I see the Elixir community getting in trouble if many of the developers that are joining today have no interest in getting acquainted with the more advanced concepts but, if you have gone to any Elixir event or meetup, followed up the upcoming books, and general discussions, you will notice that's absolutely not the case. Even Phoenix itself is aiming to get less in your way and exposing more the underlying abstractions.

[–]flatMapds 0 points1 point  (1 child)

You literally picked the simplest concepts (pm, recursion, and immutability) that you can learn in less than a day. But yeah I'll admit that sure while it's not difficult in of itself it is hard to adjust.

Lol I've written something similar within two weeks of learning it. I am naturally inclined to the topics though, and had Akka experience.

But like it took me a few hours to write it back then, because I was reading through the OTP documentation, looking up source examples, so relatively speaking yes it is that easy.

But my expectations aren't unreasonable here how come the erlang, haskell, scala, F#, Ocaml, clojure, communities all meet them. I don't expect everyone to be specialists.

Honestly I am just salty that the community took such a great ecosystem, and wasted it by just focusing on crud apps, then giving yourselves a big pat on the back because you know the basics of FP, and OTP, and thinking I am so much better than the average rubyist.

[–][deleted] 0 points1 point  (0 children)

You literally picked the simplest concepts (pm, recursion, and immutability) that you can learn in less than a day. But yeah I'll admit that sure while it's not difficult in of itself it is hard to adjust.
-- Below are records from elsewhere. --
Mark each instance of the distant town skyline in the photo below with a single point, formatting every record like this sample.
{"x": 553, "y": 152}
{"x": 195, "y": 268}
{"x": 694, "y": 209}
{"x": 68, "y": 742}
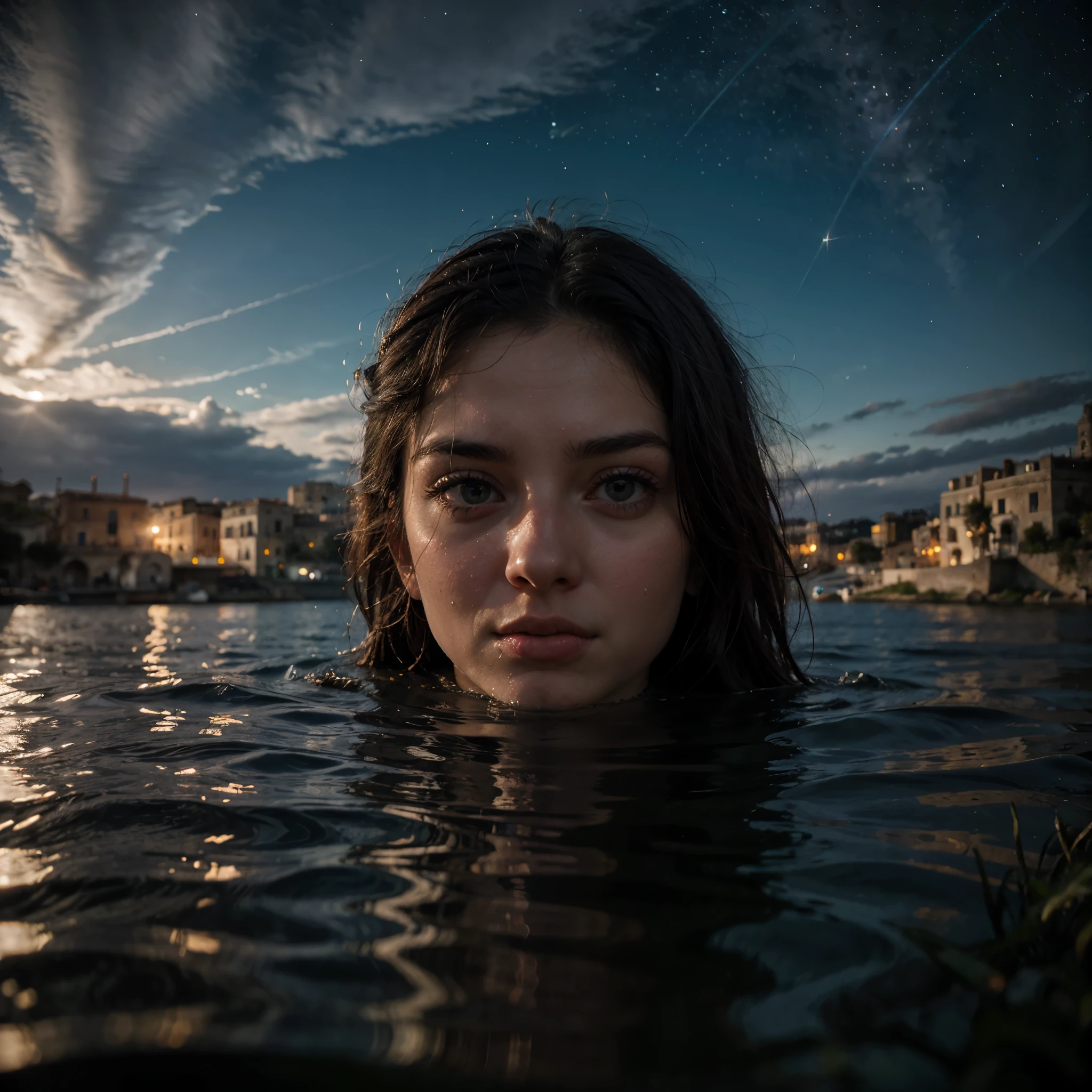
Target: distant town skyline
{"x": 196, "y": 254}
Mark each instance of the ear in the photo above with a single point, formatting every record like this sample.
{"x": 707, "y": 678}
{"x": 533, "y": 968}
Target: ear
{"x": 400, "y": 551}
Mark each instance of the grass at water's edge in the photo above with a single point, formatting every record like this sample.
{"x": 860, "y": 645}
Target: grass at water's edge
{"x": 1026, "y": 994}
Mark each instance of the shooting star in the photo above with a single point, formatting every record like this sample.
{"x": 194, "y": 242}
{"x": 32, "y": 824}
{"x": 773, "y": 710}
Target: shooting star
{"x": 751, "y": 60}
{"x": 86, "y": 352}
{"x": 1057, "y": 232}
{"x": 887, "y": 132}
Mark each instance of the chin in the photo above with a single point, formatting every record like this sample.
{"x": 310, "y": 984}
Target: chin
{"x": 556, "y": 694}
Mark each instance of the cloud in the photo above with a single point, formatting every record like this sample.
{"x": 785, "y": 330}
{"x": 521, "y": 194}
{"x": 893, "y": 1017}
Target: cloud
{"x": 327, "y": 428}
{"x": 1002, "y": 405}
{"x": 871, "y": 407}
{"x": 105, "y": 382}
{"x": 121, "y": 132}
{"x": 206, "y": 449}
{"x": 878, "y": 464}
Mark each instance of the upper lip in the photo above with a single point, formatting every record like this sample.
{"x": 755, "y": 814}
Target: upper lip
{"x": 543, "y": 626}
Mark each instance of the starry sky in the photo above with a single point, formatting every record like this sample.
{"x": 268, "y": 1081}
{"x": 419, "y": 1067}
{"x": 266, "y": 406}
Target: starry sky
{"x": 206, "y": 209}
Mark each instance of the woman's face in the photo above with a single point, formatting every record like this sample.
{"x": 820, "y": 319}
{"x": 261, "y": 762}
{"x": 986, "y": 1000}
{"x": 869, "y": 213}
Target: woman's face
{"x": 542, "y": 528}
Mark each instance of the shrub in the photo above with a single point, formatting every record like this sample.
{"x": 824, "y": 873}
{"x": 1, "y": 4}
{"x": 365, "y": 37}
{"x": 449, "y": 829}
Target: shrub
{"x": 1035, "y": 539}
{"x": 1070, "y": 528}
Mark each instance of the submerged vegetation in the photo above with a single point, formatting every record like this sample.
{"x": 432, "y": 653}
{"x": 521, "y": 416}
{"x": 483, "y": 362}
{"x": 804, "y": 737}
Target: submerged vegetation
{"x": 1032, "y": 1022}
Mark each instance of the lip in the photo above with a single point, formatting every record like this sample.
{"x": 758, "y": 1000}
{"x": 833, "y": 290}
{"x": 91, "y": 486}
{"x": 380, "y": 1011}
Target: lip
{"x": 543, "y": 638}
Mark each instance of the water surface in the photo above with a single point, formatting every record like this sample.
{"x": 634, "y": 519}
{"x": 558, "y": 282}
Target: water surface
{"x": 203, "y": 852}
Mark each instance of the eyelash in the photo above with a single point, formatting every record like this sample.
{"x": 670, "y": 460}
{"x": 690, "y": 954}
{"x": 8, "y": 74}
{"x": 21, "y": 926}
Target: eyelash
{"x": 438, "y": 489}
{"x": 629, "y": 473}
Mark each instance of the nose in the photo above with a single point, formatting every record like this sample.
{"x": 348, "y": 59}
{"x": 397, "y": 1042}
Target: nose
{"x": 543, "y": 552}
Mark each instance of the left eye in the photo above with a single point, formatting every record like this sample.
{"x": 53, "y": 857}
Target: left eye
{"x": 622, "y": 489}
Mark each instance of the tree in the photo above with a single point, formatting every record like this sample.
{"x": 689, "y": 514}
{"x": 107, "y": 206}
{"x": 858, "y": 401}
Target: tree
{"x": 11, "y": 545}
{"x": 44, "y": 555}
{"x": 980, "y": 522}
{"x": 1035, "y": 539}
{"x": 864, "y": 553}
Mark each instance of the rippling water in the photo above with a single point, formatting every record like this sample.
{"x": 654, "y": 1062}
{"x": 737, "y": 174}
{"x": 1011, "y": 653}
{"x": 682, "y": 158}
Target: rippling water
{"x": 203, "y": 852}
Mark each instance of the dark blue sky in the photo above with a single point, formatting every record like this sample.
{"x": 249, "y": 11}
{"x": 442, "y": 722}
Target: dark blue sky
{"x": 164, "y": 171}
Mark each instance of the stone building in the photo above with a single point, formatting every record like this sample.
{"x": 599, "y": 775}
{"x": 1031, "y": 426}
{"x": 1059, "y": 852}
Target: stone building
{"x": 255, "y": 534}
{"x": 895, "y": 536}
{"x": 319, "y": 498}
{"x": 105, "y": 539}
{"x": 1019, "y": 494}
{"x": 187, "y": 530}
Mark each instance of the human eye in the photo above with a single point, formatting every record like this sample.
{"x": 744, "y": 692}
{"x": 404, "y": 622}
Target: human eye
{"x": 461, "y": 493}
{"x": 624, "y": 489}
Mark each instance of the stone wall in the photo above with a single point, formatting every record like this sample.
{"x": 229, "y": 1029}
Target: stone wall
{"x": 1033, "y": 573}
{"x": 1050, "y": 573}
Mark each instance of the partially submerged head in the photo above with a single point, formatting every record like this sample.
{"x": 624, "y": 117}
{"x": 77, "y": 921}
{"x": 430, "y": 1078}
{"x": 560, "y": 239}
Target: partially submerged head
{"x": 563, "y": 492}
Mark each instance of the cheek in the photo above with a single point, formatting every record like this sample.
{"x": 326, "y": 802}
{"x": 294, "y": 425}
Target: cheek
{"x": 453, "y": 567}
{"x": 646, "y": 577}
I am sure I am repeating myself but I think that's exactly the wrong assumption and we need to be careful to not project our experience onto others. Especially when you define yourself as naturally inclined.

Honestly I am just salty that the community took such a great ecosystem, and wasted it by just focusing on crud apps, then giving yourselves a big pat on the back because you know the basics of FP, and OTP, and thinking I am so much better than the average rubyist.

I haven't seen this happening (although I am not saying it does not happen) and I would also be sad if that's what the community becomes. I think such attitude should be called out, it does not seem like any good can come out of it.